Interceltique: ce vendredi, le Bro Gozh avec Alan Stivell et l’Orchestre Symphonique de Bretagne

7seizh, 8 août 2018

Lorient, vendredi 10 août 2018, Nous évoquons régulièrement avec vous le nouvel album d’Alan Stivell. Ce dernier sera invité de l’Orchestre Symphonique de Bretagne, Catrin Finch et Seckou Keita ce vendredi 10 août à l’espace Marine, dans le cadre du Festival Interceltique de Lorient, pour une co-production OSB / FIL.

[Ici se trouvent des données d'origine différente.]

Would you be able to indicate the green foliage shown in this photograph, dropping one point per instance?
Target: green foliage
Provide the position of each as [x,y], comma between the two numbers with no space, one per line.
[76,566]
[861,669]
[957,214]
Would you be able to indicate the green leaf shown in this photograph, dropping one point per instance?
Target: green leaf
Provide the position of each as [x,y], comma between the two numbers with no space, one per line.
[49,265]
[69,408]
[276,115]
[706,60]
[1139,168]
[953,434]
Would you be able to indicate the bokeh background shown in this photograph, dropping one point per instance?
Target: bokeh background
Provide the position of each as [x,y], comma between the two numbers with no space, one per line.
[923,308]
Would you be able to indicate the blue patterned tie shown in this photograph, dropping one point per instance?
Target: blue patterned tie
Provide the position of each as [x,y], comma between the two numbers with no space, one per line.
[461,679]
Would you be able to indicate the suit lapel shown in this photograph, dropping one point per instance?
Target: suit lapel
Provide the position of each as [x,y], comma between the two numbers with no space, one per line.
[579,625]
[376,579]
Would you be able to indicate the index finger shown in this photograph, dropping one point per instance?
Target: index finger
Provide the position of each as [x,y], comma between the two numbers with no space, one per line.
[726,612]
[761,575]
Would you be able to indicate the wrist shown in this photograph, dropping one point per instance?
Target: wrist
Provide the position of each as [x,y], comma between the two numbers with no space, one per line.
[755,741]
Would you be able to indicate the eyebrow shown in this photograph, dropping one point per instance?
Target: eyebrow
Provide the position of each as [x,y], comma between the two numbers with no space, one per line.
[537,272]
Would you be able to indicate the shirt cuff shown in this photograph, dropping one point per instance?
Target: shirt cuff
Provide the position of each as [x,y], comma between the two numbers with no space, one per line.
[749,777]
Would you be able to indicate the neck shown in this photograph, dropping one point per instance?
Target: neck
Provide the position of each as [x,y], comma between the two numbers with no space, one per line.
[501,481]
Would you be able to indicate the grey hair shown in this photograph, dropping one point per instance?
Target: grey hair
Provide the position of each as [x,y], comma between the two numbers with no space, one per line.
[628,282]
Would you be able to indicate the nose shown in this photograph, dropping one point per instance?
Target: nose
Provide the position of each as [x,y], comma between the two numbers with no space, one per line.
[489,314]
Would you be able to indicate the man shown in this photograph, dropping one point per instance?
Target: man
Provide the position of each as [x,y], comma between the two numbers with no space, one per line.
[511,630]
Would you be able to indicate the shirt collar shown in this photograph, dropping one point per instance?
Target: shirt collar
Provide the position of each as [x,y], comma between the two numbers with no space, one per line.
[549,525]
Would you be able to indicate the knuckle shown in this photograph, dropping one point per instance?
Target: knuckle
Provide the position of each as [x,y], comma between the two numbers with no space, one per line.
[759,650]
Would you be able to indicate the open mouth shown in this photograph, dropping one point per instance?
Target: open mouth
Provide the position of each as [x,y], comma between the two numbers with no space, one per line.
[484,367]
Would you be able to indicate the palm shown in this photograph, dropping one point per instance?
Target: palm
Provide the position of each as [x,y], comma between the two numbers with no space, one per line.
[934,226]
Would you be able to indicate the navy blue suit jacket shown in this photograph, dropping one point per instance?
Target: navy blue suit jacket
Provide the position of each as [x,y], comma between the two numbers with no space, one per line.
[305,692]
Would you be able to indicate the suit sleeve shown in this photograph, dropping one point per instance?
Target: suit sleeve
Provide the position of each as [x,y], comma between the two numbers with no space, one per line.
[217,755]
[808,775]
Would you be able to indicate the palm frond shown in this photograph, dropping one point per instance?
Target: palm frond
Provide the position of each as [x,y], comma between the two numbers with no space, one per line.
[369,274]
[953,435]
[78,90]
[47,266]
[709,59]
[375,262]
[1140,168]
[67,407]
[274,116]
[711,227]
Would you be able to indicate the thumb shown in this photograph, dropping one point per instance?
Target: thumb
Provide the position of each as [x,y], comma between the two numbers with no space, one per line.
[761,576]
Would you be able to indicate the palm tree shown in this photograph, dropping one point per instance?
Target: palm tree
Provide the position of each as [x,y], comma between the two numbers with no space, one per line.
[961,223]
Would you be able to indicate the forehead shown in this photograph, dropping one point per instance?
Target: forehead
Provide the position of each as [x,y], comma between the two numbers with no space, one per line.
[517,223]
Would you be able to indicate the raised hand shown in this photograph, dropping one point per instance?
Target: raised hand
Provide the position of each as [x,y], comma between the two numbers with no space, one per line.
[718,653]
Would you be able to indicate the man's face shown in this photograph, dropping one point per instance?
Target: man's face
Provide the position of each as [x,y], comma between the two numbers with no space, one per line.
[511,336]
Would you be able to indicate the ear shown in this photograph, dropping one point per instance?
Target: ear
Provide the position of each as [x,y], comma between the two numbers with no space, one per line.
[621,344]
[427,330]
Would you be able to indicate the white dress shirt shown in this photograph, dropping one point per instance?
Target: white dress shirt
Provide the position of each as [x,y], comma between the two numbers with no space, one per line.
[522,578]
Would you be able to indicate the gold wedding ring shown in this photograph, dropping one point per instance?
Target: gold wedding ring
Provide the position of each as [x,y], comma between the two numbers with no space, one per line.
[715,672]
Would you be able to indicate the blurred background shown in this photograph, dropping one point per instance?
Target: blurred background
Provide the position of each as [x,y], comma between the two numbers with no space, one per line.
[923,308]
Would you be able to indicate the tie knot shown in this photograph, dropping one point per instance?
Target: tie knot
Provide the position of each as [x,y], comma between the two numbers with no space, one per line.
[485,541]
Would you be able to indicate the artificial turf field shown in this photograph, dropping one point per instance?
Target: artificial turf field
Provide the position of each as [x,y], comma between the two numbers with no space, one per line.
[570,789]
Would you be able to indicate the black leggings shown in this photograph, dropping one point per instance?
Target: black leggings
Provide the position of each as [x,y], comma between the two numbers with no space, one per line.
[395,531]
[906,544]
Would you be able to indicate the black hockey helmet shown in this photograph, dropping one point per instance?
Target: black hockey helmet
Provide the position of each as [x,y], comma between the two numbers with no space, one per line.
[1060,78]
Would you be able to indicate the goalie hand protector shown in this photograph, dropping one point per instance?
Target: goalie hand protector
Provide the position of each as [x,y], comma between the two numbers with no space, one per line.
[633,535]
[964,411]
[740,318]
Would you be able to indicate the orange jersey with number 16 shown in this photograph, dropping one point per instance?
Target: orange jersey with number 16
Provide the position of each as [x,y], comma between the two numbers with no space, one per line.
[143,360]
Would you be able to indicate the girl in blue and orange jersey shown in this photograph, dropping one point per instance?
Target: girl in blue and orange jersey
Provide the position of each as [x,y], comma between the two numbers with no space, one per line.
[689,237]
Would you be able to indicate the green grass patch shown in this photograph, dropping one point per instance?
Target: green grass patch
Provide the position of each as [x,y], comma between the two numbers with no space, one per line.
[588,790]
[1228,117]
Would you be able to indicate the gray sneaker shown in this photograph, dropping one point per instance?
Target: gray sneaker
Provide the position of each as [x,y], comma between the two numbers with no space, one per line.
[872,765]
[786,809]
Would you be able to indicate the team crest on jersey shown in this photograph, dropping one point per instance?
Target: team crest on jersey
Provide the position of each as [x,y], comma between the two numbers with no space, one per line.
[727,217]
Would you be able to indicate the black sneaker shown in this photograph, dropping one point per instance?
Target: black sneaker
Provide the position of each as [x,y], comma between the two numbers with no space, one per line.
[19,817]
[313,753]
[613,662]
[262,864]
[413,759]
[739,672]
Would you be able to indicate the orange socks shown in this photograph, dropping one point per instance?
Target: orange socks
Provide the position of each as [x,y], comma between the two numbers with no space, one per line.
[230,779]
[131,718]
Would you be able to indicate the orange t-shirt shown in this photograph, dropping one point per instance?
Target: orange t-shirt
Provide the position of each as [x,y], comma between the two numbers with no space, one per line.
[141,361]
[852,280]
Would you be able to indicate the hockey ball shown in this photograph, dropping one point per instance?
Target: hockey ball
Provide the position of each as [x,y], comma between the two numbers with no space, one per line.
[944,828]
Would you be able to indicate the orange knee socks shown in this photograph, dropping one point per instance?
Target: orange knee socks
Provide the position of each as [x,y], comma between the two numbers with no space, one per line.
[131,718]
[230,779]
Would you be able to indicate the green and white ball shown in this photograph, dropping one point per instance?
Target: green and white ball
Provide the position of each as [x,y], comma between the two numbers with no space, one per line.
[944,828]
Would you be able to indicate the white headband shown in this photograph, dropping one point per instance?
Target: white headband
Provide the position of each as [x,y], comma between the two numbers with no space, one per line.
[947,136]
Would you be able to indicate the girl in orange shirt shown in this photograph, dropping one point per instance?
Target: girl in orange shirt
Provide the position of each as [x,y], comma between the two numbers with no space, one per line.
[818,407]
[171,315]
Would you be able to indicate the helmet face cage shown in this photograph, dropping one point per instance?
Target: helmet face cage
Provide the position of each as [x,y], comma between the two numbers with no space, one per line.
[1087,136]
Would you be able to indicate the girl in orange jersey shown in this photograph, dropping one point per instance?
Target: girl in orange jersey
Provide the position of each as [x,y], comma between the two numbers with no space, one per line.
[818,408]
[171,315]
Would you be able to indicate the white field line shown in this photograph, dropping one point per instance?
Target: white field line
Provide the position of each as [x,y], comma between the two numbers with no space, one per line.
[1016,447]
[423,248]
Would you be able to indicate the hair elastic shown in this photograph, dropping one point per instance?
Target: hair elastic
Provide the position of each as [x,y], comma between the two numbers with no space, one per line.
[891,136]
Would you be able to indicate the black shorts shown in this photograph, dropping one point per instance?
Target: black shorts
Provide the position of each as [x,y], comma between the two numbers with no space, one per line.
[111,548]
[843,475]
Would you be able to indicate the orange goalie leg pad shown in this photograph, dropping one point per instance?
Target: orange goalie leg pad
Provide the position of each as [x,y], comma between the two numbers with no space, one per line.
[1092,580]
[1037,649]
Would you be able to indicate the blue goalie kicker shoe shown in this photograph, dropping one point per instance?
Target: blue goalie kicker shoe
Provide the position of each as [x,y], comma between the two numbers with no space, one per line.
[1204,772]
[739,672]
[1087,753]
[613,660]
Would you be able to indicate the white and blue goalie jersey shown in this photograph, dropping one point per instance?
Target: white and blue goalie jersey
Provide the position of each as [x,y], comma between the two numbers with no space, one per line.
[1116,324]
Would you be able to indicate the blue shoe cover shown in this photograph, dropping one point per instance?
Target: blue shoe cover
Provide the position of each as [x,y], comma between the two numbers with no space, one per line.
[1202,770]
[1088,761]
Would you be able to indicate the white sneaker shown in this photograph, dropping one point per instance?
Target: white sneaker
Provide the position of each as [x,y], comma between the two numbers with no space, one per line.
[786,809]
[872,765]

« La Reine des harpes » est le surnom donné à Catrin Finch, harpiste de renommée internationale pour ses performances au Royaume-Uni et dans le monde entier. Seckou Keita est un artiste sénégalais multi-instrumentiste qui joue aussi bien de la kora, du djembé que de la harpe à 22 cordes. Ces deux artistes remarquables se rencontrent en 2012 et sortent un album commun en 2013 qui a été présenté à Lorient lors d’un concert mémorable. En 2014, Songlines Magazine (référent anglais de la world music) leur décerne le prix de la meilleure collaboration culturelle. Véritable coup de foudre artistique, ils reviennent ensemble avec leur nouvel album SOAR où la migration et les voyages en sont les thèmes principaux. L’intrépide duo continue l’exploration et surtout la célébration des différences et des parallèles possibles entre leurs instruments et leurs cultures. Ils partagent cette fois la scène avec l’Orchestre Symphonique de Bretagne dans un échange culturel et musical qui vaut tous les voyages.

Un invité d’exception sera sur scène pour les accompagner sur quelques chansons : Alan Stivell. Il y interprétera deux ou trois titres, dont le fameux A-hed an noz et bien évidemment le Bro Gozh.

L’Orchestre symphonique de Bretagne a reçu lundi dernier le prix Bro Gozh ma zadoù lors d’une cérémonie qui a eu lieu lundi à l’hôtel de Ville de Lorient.